Du Jingnan, Elliott Maxwell L, Ladopoulou Joanna, Eldaief Mark C, Buckner Randy L
Department of Psychology, Center for Brain Science, Harvard University, Cambridge, MA 02138, USA.
Department of Psychiatry, Massachusetts General Hospital, Charlestown, MA 02129, USA.
bioRxiv. 2025 Feb 25:2025.02.25.640090. doi: 10.1101/2025.02.25.640090.
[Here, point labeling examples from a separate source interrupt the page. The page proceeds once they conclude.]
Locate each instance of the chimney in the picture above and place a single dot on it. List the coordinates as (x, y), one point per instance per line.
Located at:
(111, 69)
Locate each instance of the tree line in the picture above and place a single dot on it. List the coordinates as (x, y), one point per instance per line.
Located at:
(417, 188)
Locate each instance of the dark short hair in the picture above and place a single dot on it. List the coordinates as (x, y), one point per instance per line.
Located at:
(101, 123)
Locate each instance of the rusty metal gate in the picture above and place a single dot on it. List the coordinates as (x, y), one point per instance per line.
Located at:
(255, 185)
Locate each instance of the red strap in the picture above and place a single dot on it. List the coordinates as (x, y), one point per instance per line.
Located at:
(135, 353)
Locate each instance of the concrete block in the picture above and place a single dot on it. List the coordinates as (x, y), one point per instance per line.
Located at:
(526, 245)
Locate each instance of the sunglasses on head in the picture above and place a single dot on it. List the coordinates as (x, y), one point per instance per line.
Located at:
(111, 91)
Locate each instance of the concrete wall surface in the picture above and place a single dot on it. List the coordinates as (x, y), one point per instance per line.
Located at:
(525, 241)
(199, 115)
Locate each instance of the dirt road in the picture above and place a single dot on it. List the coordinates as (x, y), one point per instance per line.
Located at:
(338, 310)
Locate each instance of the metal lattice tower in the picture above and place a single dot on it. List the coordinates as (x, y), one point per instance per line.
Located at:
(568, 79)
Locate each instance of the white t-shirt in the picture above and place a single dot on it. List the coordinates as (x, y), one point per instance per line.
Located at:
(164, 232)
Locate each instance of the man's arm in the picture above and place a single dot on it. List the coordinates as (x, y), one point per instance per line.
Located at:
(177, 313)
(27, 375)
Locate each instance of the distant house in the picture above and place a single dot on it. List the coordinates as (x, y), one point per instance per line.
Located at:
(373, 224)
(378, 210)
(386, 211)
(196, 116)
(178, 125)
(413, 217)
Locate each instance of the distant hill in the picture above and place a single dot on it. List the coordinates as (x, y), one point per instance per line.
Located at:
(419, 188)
Precision mapping of brain networks within individuals has become a widely used tool that prevailingly relies on functional connectivity analysis of resting-state data. Here we explored whether networks could be precisely estimated solely using data acquired during active task paradigms. The straightforward strategy involved extracting residualized data after application of a task-based general linear model (GLM) and then applying standard functional connectivity analysis. Functional correlation matrices estimated from task data were highly similar to those derived from traditional resting-state fixation data. The largest factor affecting similarity between correlation matrices was the amount of data. Networks estimated within-individual from task data displayed strong spatial overlap with those estimated from resting-state fixation data and predicted the same triple functional dissociation in independent data. The implications of these findings are that (1) existing task data can be reanalyzed to estimate within-individual network organization, (2) resting-state fixation and task data can be pooled to increase statistical power, and (3) future studies can exclusively acquire task data to both estimate networks and extract task responses. Most broadly, the present results suggest that there is an underlying, stable network architecture that is idiosyncratic to the individual and persists across task states.
个体脑网络的精确映射已成为一种广泛使用的工具,该工具主要依赖于静息态数据的功能连接分析。在这里,我们探讨了是否仅使用主动任务范式期间获取的数据就能精确估计网络。直接的策略是在应用基于任务的通用线性模型(GLM)后提取残差化数据,然后应用标准的功能连接分析。从任务数据估计的功能相关矩阵与从传统静息态注视数据导出的矩阵高度相似。影响相关矩阵之间相似性的最大因素是数据量。从任务数据中个体内估计的网络与从静息态注视数据中估计的网络显示出强烈的空间重叠,并在独立数据中预测了相同的三重功能解离。这些发现的意义在于:(1)可以重新分析现有任务数据以估计个体内网络组织;(2)静息态注视数据和任务数据可以合并以提高统计功效;(3)未来的研究可以专门获取任务数据以估计网络并提取任务反应。最广泛地说,目前的结果表明存在一种潜在的、稳定的网络架构,它是个体特有的并且在不同任务状态下持续存在。